Das Wichtigste dabei: Russland sei „wiedergeboren“ worden, werde aber von Neidern aus dem Westen und inneren Verrätern von weiterer Entwicklung abgehalten. Die Autoren sprechen die Schü­le­r*in­nen direkt an, schreiben immer wieder, wie viel Verantwortung auf ihnen liege, die „heroische Geschichte des russischen Staates“ weiterhin zu bewahren. Sie müssten sich gegen die „Geschichtsperversion“, die die USA betrieben, wehren.

Schwere Folgen des Gulags bleiben unerwähnt

Bereits in der Sowjetunion hätten die „Feinde im Ausland“ das „positive Bild unseres Landes“ zu zerstören versucht, steht im Buch. Dazu hätten sie auch die „Entthronung“ der Gestalt Stalins benutzt. Medinski und Torkunow dagegen wollen, dass Stalin „objektiv“ wahrgenommen werde. Er sei zwar „hart“ gewesen, hätte aber für die Entwicklung des Landes und den Sieg über den Faschismus gesorgt. Es sind typische Ansichten von Ver­klä­re­r*in­nen der Sowjetunion. Welche Auswirkungen der Gulag – dieses menschenzerstörende Spinnennetz an Zwangsarbeitslagern samt massenhafter Erschießungen – quer durch die Sowjetunion hatte und bis heute hat, wird im Geschichtsbuch mit keinem Wort erwähnt.

Die Sowjetunion wird als Erfolgsgeschichte beschrieben, die nur deshalb nicht habe ihr Potenzial entfalten können, weil die „Feinde aus dem Westen“ es stets gehindert hätten. Die 1990er Jahre werden als ein Haufen von Problemen dargestellt, Gorbatschow als einer, der nichts von der Führung eines Landes verstand. Es sei Putin gewesen, der Russland schließlich stabilisiert habe. Im Buch sind Ausschnitte aus etlichen Reden Stalins wie aus den Reden Putins abgedruckt.

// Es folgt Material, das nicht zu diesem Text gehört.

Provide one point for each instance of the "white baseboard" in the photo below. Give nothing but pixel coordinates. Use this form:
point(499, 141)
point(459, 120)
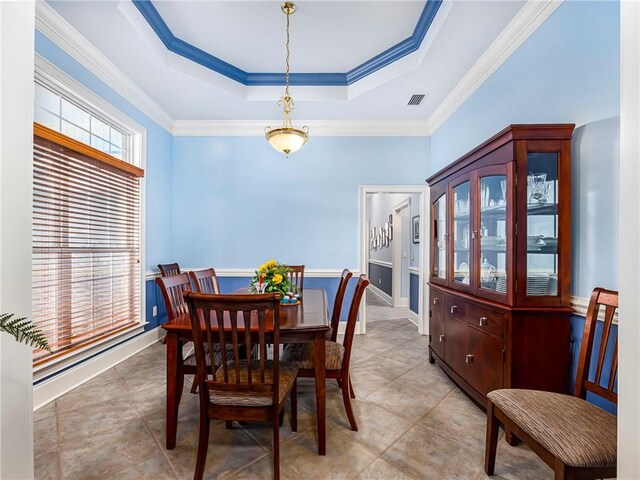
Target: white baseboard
point(381, 294)
point(62, 383)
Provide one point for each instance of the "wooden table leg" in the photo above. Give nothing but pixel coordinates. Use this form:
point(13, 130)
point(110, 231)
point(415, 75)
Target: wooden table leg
point(321, 392)
point(174, 374)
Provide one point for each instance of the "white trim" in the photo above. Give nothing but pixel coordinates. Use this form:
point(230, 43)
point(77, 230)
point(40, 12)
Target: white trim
point(66, 381)
point(382, 263)
point(319, 128)
point(533, 14)
point(59, 31)
point(248, 272)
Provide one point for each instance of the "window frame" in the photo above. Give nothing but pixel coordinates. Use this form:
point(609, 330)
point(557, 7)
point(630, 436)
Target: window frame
point(54, 78)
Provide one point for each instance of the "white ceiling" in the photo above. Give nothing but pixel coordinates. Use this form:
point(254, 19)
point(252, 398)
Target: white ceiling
point(327, 36)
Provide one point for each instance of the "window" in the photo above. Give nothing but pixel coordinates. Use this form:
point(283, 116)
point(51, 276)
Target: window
point(65, 115)
point(86, 227)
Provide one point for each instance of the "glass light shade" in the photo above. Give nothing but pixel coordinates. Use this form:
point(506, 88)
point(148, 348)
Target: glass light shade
point(287, 140)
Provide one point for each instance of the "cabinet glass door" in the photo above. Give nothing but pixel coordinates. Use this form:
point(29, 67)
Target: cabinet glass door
point(440, 238)
point(492, 233)
point(461, 231)
point(542, 224)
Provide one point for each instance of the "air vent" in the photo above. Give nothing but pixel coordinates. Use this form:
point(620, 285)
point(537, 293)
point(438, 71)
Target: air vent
point(416, 99)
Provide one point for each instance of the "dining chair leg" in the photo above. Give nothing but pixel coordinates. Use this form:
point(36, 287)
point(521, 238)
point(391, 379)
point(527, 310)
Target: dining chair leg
point(203, 446)
point(276, 449)
point(491, 442)
point(294, 406)
point(346, 397)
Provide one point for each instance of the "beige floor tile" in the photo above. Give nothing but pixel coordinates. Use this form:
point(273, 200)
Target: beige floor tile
point(101, 456)
point(345, 457)
point(381, 470)
point(423, 454)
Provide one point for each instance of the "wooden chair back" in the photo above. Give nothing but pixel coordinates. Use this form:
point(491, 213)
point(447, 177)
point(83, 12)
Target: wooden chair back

Die „Feinde im Westen“ kämpften weiter gegen Russland, wollen Medinski und Torkunow Schü­le­r*in­nen einbläuen. Im Kapitel 37 wird auf 30 Seiten Russlands offizielle Sicht auf seine „militärische Spezialoperation“ ausgebreitet. SWO heißt diese im Russischen abgekürzt. Die Ukraine sei ein ultranationalistischer Staat, heißt es dort rot auf weiß. Von den 1990ern an seien mehrere Generationen von Ukrainern in Feindschaft gegen Russland zu neonazistischen Ideen erzogen worden, behaupten die Autoren. Die USA seien nun bereit, bis zum letzten Ukrainer gegen Russland zu kämpfen, das sei ihr Businessmodell. Russland aber sei ein „wahrhaftiges Land der Möglichkeiten“.

Es sind Sätze, wie sie jeden Tag auch in Russlands staatlichen Medien zu hören sind. Sätze, die von Millionen von Rus­s*in­nen wiederholt werden und so nach und nach auch in die Köpfe ihrer Kinder einsickern, die solche Einstellungen – mangels der Vermittlung kritischen Denkens – kaum hinterfragen können. Sie dürfen es auch nicht. Die einzige Lösung einiger Eltern: Sie nehmen ihre Kinder von der Schule. In Russland, das (noch) erstaunlich freie Bildungsgesetze hat, ist Hausunterricht und Freilernen erlaubt. Aktuell bleiben so rund 100.000 Schü­le­r*in­nen dem staatlichen Unterricht fern, Tendenz steigend. Der Rest muss ab 1. September zum Appell antreten.